Bryan vs. Music is a solo show that is constantly being interrupted by a specially curated 1700-song Spotify playlist. The format always changes, no two shows are the same. But there are always JAMS.
Bryan vs. Music will perform in the 8:35 p.m. block on Friday, August 16.
We love your format, Bryan! Will you tell us how you came up with it, and how it has evolved since you began doing the show?
At Kickstand Comedy Space in PDX, they had a weekly music-based jam that they were accepting suggestions for. I sent them a full night’s worth of songs, and they asked me if I could do that again for two straight years. The jam has since morphed into something else, but I still had this 1000-song Spotify playlist that was just sitting around. I decided to do some shows and burn through some songs, and it started gaining popularity. It’s pretty much stayed the same since its inception, but I find that shows are getting more fast-paced. I started out using 3-5 songs per show, and I’m currently up to 10-12 songs per show. Also I’m simultaneously getting more laid back and more structured with every subsequent show, if that makes sense? Like every show gets closer to a Harold- or Deconstruction- type of structure, but the sort of stuff I’ll allow onstage is changing?

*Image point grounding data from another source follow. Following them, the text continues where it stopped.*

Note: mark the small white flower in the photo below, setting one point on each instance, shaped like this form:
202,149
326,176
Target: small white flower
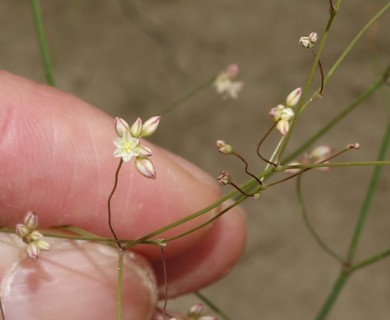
127,147
32,237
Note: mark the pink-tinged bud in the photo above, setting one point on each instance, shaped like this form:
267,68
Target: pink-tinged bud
293,97
146,168
136,128
320,153
43,245
121,126
232,70
223,147
305,42
32,251
224,178
195,311
287,114
283,126
21,230
150,126
313,37
31,220
35,235
355,146
276,112
144,152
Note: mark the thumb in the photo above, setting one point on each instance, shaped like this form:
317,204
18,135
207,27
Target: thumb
77,280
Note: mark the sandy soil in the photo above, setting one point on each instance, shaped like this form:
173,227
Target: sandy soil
134,57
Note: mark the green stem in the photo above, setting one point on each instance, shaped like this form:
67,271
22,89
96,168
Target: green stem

Walk us through your on-stage thought process when one song transitions to the next. What do you listen for and draw from in order to situate yourself in the next scene and a new character?
It boils down to four things: emotional content, lyrical interpretation, rhythm, or placing the song within a historical context. Every song will give us something different, not just for myself but for everyone in the audience as well. Sometimes it’s a literal part of the song that stands out and sometimes it’s just a vibe. But I’m always trying to tie new scenes to earlier scenes to establish callbacks and second beats.
Tell us about the relationship between you and your playlist. How do you put it together? What are your favorite songs on it? Are there songs that against all odds seem to come up in shows over and over again?
The playlist is specially curated by me, with additional input from friends and fans. Some of these songs I’ve listened to exactly once, added to the playlist, and then never listened to again. And any time a song shows up, I delete it. But sometimes clerical errors occur; I have somehow had “Oh Girl” by the Chi-Lites come up in like three different sets. My favorite songs are either the super extreme metal songs I’ve added or pieces of film scores. Either you get a very distinct emotional moment, or just all hell breaks loose.
Does music ever win in the age-old struggle between Bryan and Music? Do you ever find yourself stymied by a song? Similarly, do you have a contingency plan in case of technical disaster? What’s your escape hatch if “Music” doesn’t show up for some reason and the show becomes just “Bryan”?
My friends have said that Music won one of the first ever Bryan vs Music sets. And I did recently do a set where the audience had to sing at me. It was absolutely transcendent. A tour de force. Probably the only way I’ll ever do improv to Garth Brooks. I’m at the point in my career where I don’t necessarily get stumped onstage, but if you see me do something movement based, I’ve probably run out of good ideas.
What drew you to solo improv?
The sad answer is that all my groups fell apart at the same time, and it was becoming increasingly difficult to form a new one. But once you start, you immediately see the benefits. I can rehearse for 8 straight hours, create the exact format I want, fly across the country on a whim, I never have to start a group chat to see who can make which date. I used to do regular shows with guest performers, and audiences preferred the solo sets to the guest sets. I’ve always had the idea of expanding Bryan vs Music to a group setting, but the people have spoken. They want just one dude onstage.
If we’re not mistaken, the Countdown Improv Festival will be the farthest that you’ve ever traveled to perform your show. (We’re honored that you’re coming!) What excites you about traveling for improv?
I’m honored that you would have me! The thing I love most about traveling for improv is that I’m still at the stage in life where new improv excites me. I have very little experience with Floridian improv, so I’m curious to see what the Dirty South has to offer! Plus this is a new festival for me, and I think the only people I’ve met before are Kevin Miller and Will Luera, so that’s dozens of new friendships waiting to happen. Plus jam opportunities! Networking!
Finally, we have our own theories about this, but as a Portland resident: how accurate is Portlandia?
If by “Portland” you mean SE Hawthorne between the waterfront and 82nd, then 110% accurate.